À l’approche de la deuxième partie de la cinquième session du Comité intergouvernemental de négociation chargé d’élaborer un instrument international juridiquement contraignant sur la pollution plastique ,y compris dans le milieu marin (CIN-5.2), prévue à Genève du 5 au 14 août 2025, la République Démocratique du Congo (RDC) se trouve à un carrefour décisif dans la lutte mondiale contre la pollution plastique. Alors que les négociations s’intensifient, la RDC, pourtant signataire de la résolution 5/14 de l’Assemblée des Nations Unies pour l’Environnement (ANUE-5) adoptée en mars 2022, demeure silencieuse sur ses engagements futurs. Cette résolution appelle à l’élaboration d’un traité mondial juridiquement contraignant pour lutter contre la pollution plastique, y compris en milieu marin.
Dans ce contexte, l’organisation congolaise Solidarité pour la Protection des Droits de l’Enfant (SOPRODE) a adressé, le 8 mai 2025, deux lettres de plaidoyer : l’une à la Vice-Première Ministre et Ministre de l’Environnement et Développement Durable, l’autre à M. Jean-Pierre Bope Lapwong, Point Focal de la RDC auprès du Comité intergouvernemental de négociation sur la pollution plastique.
Dans sa lettre à la Vice-Première Ministre, SOPRODE rappelle les demandes formulées en novembre 2024, restées sans réponse : une transition énergétique durable, le refus de projets pétroliers incompatibles avec les engagements climatiques de la RDC, et surtout, un engagement fort de la RDC pour un traité mondial ambitieux contre la pollution plastique. L’organisation souligne que ce traité doit aller au-delà d’un simple document diplomatique ; il doit protéger les rivières, les sols, la santé publique et garantir que les communautés vulnérables ne paient plus le prix d’un modèle basé sur le plastique jetable.
Parallèlement, dans sa lettre adressée à M. Bope Lapwong, SOPRODE exprime son inquiétude face à l’exclusion croissante des voix de la société civile dans le processus de négociation du traité mondial sur la pollution plastique.
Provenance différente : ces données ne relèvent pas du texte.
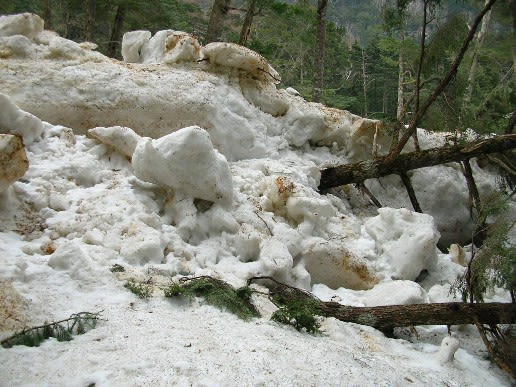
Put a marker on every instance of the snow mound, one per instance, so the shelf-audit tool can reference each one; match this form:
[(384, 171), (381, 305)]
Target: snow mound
[(26, 24), (13, 160), (241, 58), (406, 240), (165, 46), (187, 162), (16, 121), (122, 139)]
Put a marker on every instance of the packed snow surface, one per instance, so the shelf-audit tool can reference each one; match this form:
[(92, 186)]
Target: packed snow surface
[(204, 168)]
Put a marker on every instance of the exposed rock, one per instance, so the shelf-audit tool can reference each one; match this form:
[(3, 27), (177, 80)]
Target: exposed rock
[(13, 160)]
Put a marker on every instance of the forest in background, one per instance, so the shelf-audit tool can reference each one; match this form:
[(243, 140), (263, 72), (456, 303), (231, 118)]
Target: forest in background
[(371, 53)]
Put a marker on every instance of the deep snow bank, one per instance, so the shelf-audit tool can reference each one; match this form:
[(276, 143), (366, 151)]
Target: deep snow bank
[(219, 179)]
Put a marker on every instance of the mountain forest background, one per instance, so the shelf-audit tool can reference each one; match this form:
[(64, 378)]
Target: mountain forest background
[(371, 51)]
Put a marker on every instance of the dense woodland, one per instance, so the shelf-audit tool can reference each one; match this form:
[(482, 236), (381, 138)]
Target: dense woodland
[(371, 51)]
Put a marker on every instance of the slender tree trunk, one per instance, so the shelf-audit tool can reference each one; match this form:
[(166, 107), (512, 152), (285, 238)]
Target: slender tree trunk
[(320, 42), (216, 24), (47, 14), (400, 111), (418, 114), (116, 32), (364, 81), (90, 23), (474, 62), (382, 166), (410, 191), (248, 21)]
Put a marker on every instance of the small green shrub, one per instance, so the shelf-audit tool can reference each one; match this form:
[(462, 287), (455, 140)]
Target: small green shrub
[(297, 309), (216, 293), (140, 289), (76, 324), (116, 268)]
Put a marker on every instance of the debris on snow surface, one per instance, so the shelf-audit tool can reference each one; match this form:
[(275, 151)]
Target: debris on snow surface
[(205, 168)]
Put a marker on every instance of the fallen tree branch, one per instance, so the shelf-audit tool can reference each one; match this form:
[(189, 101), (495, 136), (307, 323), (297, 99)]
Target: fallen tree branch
[(385, 318), (383, 166), (418, 115)]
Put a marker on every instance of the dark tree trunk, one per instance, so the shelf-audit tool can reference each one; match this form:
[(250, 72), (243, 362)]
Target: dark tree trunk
[(386, 318), (216, 23), (410, 191), (47, 14), (248, 21), (382, 166), (90, 23), (419, 113), (116, 32), (320, 42)]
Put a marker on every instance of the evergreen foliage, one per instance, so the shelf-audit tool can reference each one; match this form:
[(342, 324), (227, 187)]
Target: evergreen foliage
[(76, 324), (298, 309), (140, 289), (363, 40), (494, 264)]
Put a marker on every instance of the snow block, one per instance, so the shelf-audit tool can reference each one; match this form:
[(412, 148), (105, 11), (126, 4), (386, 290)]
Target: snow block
[(405, 239), (242, 58), (187, 162), (132, 43), (16, 121), (13, 160), (26, 24), (122, 139)]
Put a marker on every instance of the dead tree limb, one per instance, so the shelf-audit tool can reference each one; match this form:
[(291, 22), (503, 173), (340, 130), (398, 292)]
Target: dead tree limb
[(385, 318), (382, 166), (410, 191), (442, 85)]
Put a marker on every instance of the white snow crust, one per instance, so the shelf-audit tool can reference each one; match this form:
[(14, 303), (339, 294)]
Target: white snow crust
[(192, 170)]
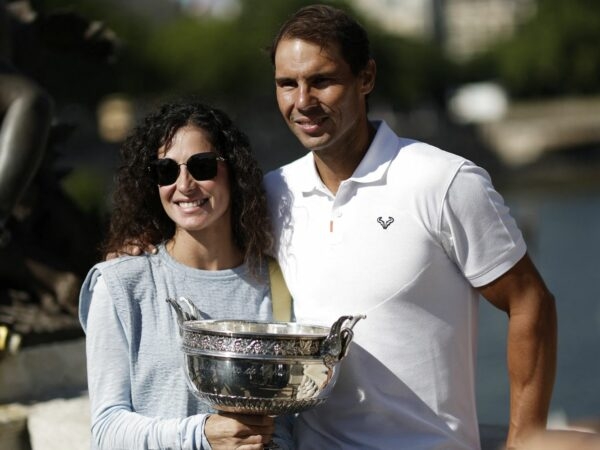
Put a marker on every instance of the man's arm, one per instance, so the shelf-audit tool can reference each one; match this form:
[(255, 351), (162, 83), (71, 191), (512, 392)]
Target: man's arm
[(531, 346)]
L’organisation dénonce notamment l’exclusion des observateurs des groupes d’experts, la non-publication des versions de texte de négociation, et la fermeture des sessions informelles. Ces restrictions compromettent les principes de transparence et de participation, pourtant reconnus par le droit international et régional, tels que le Principe 10 de la Déclaration de Rio.
SOPRODE appelle instamment à la reconnaissance officielle des organisations de la société civile congolaise comme observateurs légitimes lors de la CIN-5.2, à leur pleine participation à toutes les étapes du processus de négociation, et à leur intégration au sein de la délégation nationale officielle.L’organisation plaide pour une transparence totale dans le partage des documents de négociation et pour une participation inclusive et équitable, en particulier pour les communautés marginalisées et vulnérables, dont les contributions sont essentielles pour relever le défi mondial de la pollution plastique. SOPRODE souligne que la participation du public n’est pas une faveur, mais un droit fondamental, essentiel à la légitimité et à l’efficacité des politiques environnementales.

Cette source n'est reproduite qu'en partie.